Should you adjust when you go out to avoid peak hour pricing?

Some restaurants charge more during peak hours — and even the ones that don’t are harder to navigate when they’re slammed. Service gets slower, servers are stretched thin, and you’re more likely to sit at the bar and order an extra drink just to fill the time.

Early dinners — the 5:30 or 6pm slot that everyone over 40 secretly prefers anyway — often come with better service, a calmer experience, and sometimes early bird pricing. This is not something to be ashamed of. This is just winning.

Is it okay to ask about the check before you get it?

Looking at your bill before you pay it is not rude, it’s just smart. Errors happen more than you’d think — wrong items, automatic add-ons, a charge for the bread basket that was supposed to be complimentary. According to consumer finance research, billing errors at restaurants are among the most common merchant disputes people report.

You’re not being difficult. You’re being a person who understands that mistakes happen and that it’s easier to fix them at the table than after the fact.

None of this is about never treating yourself. Eating out is genuinely one of life’s better pleasures and I’m not here to take that away from you.

But there’s a version of dining out where you make conscious choices — and a version where you just sort of float through it saying yes to everything and then feel vaguely bad when you check your bank account later. The gap between those two versions is honestly just attention.
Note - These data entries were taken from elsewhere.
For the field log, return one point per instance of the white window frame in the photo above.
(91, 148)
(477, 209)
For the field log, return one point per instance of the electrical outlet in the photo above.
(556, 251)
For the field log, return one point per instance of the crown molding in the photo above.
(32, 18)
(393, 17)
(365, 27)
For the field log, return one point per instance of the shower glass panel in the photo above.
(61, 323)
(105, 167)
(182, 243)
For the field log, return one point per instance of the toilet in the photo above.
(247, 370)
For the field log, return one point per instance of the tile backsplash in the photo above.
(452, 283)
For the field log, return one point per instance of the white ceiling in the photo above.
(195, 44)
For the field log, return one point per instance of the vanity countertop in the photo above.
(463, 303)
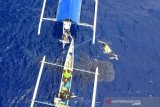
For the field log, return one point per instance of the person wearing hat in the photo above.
(107, 50)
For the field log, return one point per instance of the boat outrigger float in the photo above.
(69, 12)
(64, 94)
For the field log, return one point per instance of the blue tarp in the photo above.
(69, 9)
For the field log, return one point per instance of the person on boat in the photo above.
(67, 25)
(58, 101)
(107, 50)
(67, 73)
(65, 38)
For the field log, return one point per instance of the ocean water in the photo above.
(131, 26)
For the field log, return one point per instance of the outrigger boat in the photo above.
(69, 12)
(64, 94)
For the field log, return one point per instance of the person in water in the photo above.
(107, 50)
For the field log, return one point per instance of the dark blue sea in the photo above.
(131, 26)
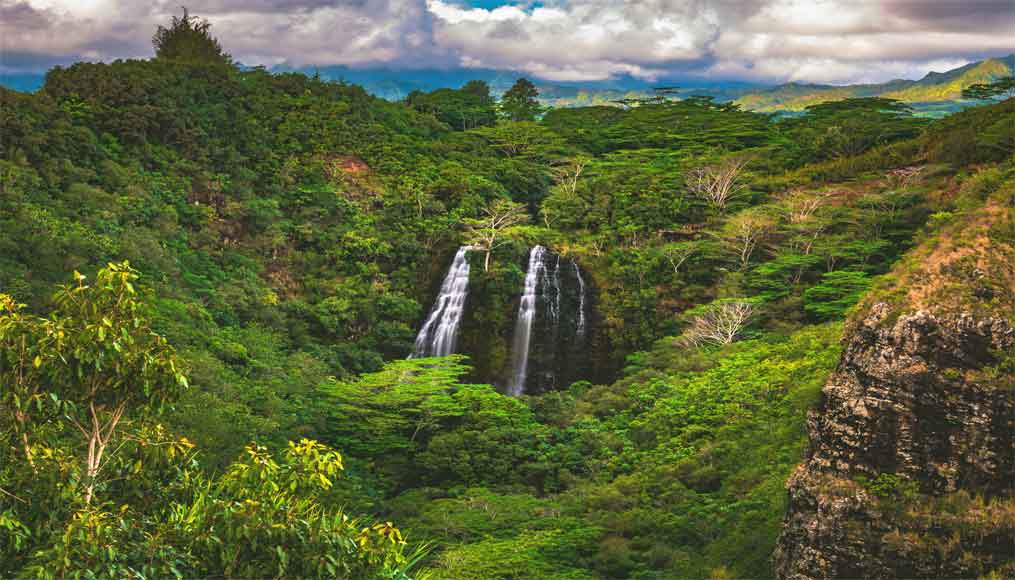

Pay for the things you actually want. Question the things you don’t. The food tastes exactly the same either way.

Frequently asked questions

What’s the easiest way to save money eating out without feeling deprived?
Skip the specialty drinks and bottled water — those two changes alone can save $20–$30 on a single dinner for two. Stick to tap water and one drink max, and you’ll barely notice the difference in the experience.
Is it rude to split an entrée at a restaurant?
Not at all. Some restaurants charge a small split plate fee ($2–$4), but splitting is completely normal, especially at places with large American-style portions. You’re often getting more food than one person needs anyway.
Are restaurant loyalty programs actually worth signing up for?
Yes — especially at chains you visit more than once or twice a year. Free birthday meals, points toward future visits, and app-exclusive discounts are genuinely free money that requires almost no effort.
How much do specialty cocktails actually add to a restaurant bill?
Specialty cocktails typically run $14–$18 each at mid-range restaurants. Two people ordering two rounds each adds $56–$72 to your bill before food — often more than the cost of the meal itself.
What’s happy hour and is it actually worth planning around?
Happy hour is a set window — usually mid-afternoon to early evening — when restaurants discount drinks and sometimes food by 30–50%. If you can shift your outing by even an hour, the savings are real and substantial.
Should you always tip 20% at a restaurant?
18–20% is the standard range for good service and is completely appropriate. You shouldn’t feel pressured by tip prompts on card readers to automatically select 25% or 30% for counter service or average table service.
Why are restaurant desserts usually not worth the money?
Most mid-range restaurant desserts are made off-site and reheated, cost $10–$14 per person, and deliver far less value than grabbing something from a bakery or ice cream shop on the way home. Save the restaurant dessert for places genuinely known for it.